DFG-Schwerpunktprogramm „Jüdisches Kulturerbe“
Laufzeit: 2022–2028
Mit einer Laufzeit von sechs Jahren, aufgeteilt in zwei Förderphasen, wurde mit dem Schwerpunktprogramm „Jüdisches Kulturerbe“ eine Infrastruktur geschaffen, die es bundesweit Forschenden aus den unterschiedlichsten Disziplinen ermöglicht, jüdisches Kulturerbe samt seinen Konstruktionen und Manifestation kritisch zu betrachten und gemeinsam zu reflektieren. Im Zentrum des Schwerpunktprogramms stehen im Speziellen die Entwicklungen des gesellschaftlichen und kulturpolitischen Stellenwerts und Umgangs mit jüdischem Kulturerbe in Europa angesichts der Bedingungen wachsender kultureller, sozialer und religiöser Diversität.
Die heutigen Gesellschaften sehen sich zunehmend politischen Herausforderungen gegenübergestellt, die mit Fragen von Identität und „transhistorischer Gerechtigkeit“ verknüpft sind. Reaktionen darauf sind politische Projekte, die – wie die Idee eines geeinten Europas – über das Paradigma des Nationalstaats hinausgehen, aber auch wiederauflebende nationale Bewegungen, die nicht selten anti-europäisch, antisemitisch und rassistisch eingestellt sind.
Vor diesem Hintergrund avanciert „jüdisches Kulturerbe“ zu einer Ressource für politische Intervention von paradigmatischer Qualität, mittels derer die Gesellschaften zu „Toleranz“ erzogen werden sollen. Dabei drängt sich die Frage auf, was aus dem bisherigen Umgang mit jüdischem Kulturerbe für die heutigen gesellschaftlichen Herausforderungen abgeleitet werden kann.
Anliegen des SPP ist daher eine Reflexion der Diskursivierung des kulturellen Erbes europäischer Juden unter Einbeziehen der Critical Heritage Studies. Damit verbunden ist eine Neubetrachtung der Konzepte „jüdisches Kulturerbe“ (als kulturpolitische Ressource) und „Jewish Heritage“ (als Gesamtheit aller Ausdrucksformen jüdischen Lebens) sowie der mit ihnen verknüpften Prozesse. Ausgangspunkt der Diskurse des SPP ist daher eine kritische interdisziplinäre Auseinandersetzung mit den Entstehungszusammenhängen, Transmissions- und Innovationsprozessen jüdischen Erbes sowie die Frage nach Strategien zur Einbindung jüdischer Gemeinschaften und Institutionen in die Prozesse der Patrimonialisierung ihres Erbes.
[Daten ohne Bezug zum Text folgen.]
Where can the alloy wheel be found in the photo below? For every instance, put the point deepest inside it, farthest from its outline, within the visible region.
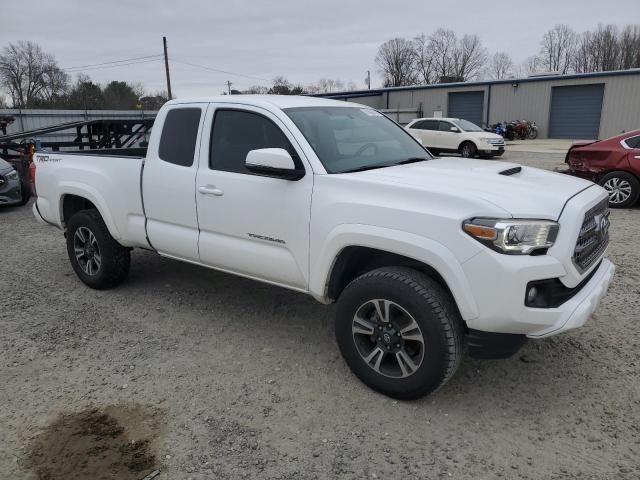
(87, 251)
(388, 338)
(619, 190)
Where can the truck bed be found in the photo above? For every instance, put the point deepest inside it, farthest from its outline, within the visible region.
(101, 177)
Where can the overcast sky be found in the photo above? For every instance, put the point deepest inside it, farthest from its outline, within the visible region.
(302, 40)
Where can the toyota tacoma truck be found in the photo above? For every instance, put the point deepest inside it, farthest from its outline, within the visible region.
(425, 257)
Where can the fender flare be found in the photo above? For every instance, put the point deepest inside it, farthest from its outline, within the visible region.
(421, 249)
(94, 196)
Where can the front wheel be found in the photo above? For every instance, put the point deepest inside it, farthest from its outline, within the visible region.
(468, 150)
(399, 332)
(98, 260)
(622, 187)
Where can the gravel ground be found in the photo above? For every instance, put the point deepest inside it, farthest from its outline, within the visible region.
(220, 377)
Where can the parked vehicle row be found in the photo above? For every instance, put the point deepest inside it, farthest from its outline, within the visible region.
(456, 135)
(613, 163)
(516, 129)
(426, 257)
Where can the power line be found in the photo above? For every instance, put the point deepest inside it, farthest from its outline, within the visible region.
(113, 61)
(115, 65)
(220, 71)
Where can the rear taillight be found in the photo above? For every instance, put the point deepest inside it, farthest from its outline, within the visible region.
(32, 176)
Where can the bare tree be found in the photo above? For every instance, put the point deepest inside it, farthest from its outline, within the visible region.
(500, 66)
(529, 66)
(29, 74)
(396, 62)
(629, 44)
(443, 44)
(424, 60)
(456, 59)
(327, 85)
(557, 49)
(470, 57)
(256, 90)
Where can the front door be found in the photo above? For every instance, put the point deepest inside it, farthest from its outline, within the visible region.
(249, 224)
(448, 139)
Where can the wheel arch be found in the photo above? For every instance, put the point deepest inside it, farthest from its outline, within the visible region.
(75, 199)
(351, 255)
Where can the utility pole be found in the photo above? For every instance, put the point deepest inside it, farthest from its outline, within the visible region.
(166, 67)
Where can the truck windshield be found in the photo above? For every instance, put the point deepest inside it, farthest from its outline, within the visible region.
(350, 139)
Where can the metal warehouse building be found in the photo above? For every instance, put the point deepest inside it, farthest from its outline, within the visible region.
(577, 106)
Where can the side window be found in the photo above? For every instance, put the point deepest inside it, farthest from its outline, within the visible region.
(179, 134)
(236, 132)
(633, 142)
(445, 126)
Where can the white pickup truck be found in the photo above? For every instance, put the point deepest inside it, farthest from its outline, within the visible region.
(425, 257)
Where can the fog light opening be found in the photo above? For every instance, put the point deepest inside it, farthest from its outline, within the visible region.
(532, 295)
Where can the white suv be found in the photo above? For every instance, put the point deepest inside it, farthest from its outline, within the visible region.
(456, 135)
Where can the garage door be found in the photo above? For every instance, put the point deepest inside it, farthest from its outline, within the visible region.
(575, 111)
(467, 105)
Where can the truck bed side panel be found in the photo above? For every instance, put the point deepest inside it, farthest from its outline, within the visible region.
(111, 183)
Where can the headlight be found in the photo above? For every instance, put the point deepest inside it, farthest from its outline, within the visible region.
(511, 236)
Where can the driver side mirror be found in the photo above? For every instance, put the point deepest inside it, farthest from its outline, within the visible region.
(273, 162)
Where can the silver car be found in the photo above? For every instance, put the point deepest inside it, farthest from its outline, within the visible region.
(10, 189)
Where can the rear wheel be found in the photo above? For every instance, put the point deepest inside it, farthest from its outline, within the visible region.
(622, 187)
(98, 260)
(399, 332)
(468, 150)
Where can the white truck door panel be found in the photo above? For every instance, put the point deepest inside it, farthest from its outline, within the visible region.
(252, 225)
(168, 182)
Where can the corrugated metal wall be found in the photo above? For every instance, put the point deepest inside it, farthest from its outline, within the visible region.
(26, 120)
(529, 100)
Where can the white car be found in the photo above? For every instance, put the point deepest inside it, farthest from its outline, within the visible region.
(456, 135)
(425, 257)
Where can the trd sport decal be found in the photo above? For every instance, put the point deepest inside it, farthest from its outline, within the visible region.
(268, 239)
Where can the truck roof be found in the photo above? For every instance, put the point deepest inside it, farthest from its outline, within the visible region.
(279, 101)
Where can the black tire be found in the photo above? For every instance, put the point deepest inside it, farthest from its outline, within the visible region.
(113, 267)
(428, 304)
(468, 149)
(628, 189)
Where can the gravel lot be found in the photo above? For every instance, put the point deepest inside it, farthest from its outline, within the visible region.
(200, 375)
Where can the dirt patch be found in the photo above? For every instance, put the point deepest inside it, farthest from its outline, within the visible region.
(117, 442)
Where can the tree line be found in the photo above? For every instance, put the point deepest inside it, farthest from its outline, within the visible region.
(444, 57)
(33, 79)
Ziel des SPP ist es, „jüdisches Kulturerbe“ in neuer Weise transdisziplinär zu betrachten und bisherige wissenschaftliche, denkmalpflegerische, museologische und kulturpolitische Arbeiten auf diesem Gebiet kritisch und damit zukunftsweisend zusammenzuführen. Vor dem Hintergrund der aktuellen Debatten um Darstellungsformen und Restitution der im kolonialen Kontext geraubten Kulturgüter soll jüdisches Kulturerbe mit Einbindung jüdischer Akteur*innen neu diskutiert und definiert werden.
Das SPP führt dabei diverse Disziplinen zusammen, die sich mit den Gegenständen und Konzepten jüdischen Erbes befassen: Methoden und Forschungsgegenstände werden in interdisziplinär angelegten Teilprojekten und projektübergreifenden Formaten ausgetauscht und abgeglichen. Neben den einschlägigen Disziplinen Jüdische Studien, Geschichte oder Literaturwissenschaft wird vor allem der Blick „von den Rändern“ auf Konzepte und Gegenstände jüdischen Erbes mit einbezogen: Musikwissenschaft, Architektur, Archäologie, Kunstgeschichte, Denkmalpflege, Museologie, Philosophie, (empirische) Kulturwissenschaften / -anthropologie und Critical Heritage Studies werden Perspektiven liefern, die eine neue Zusammenschau ermöglichen.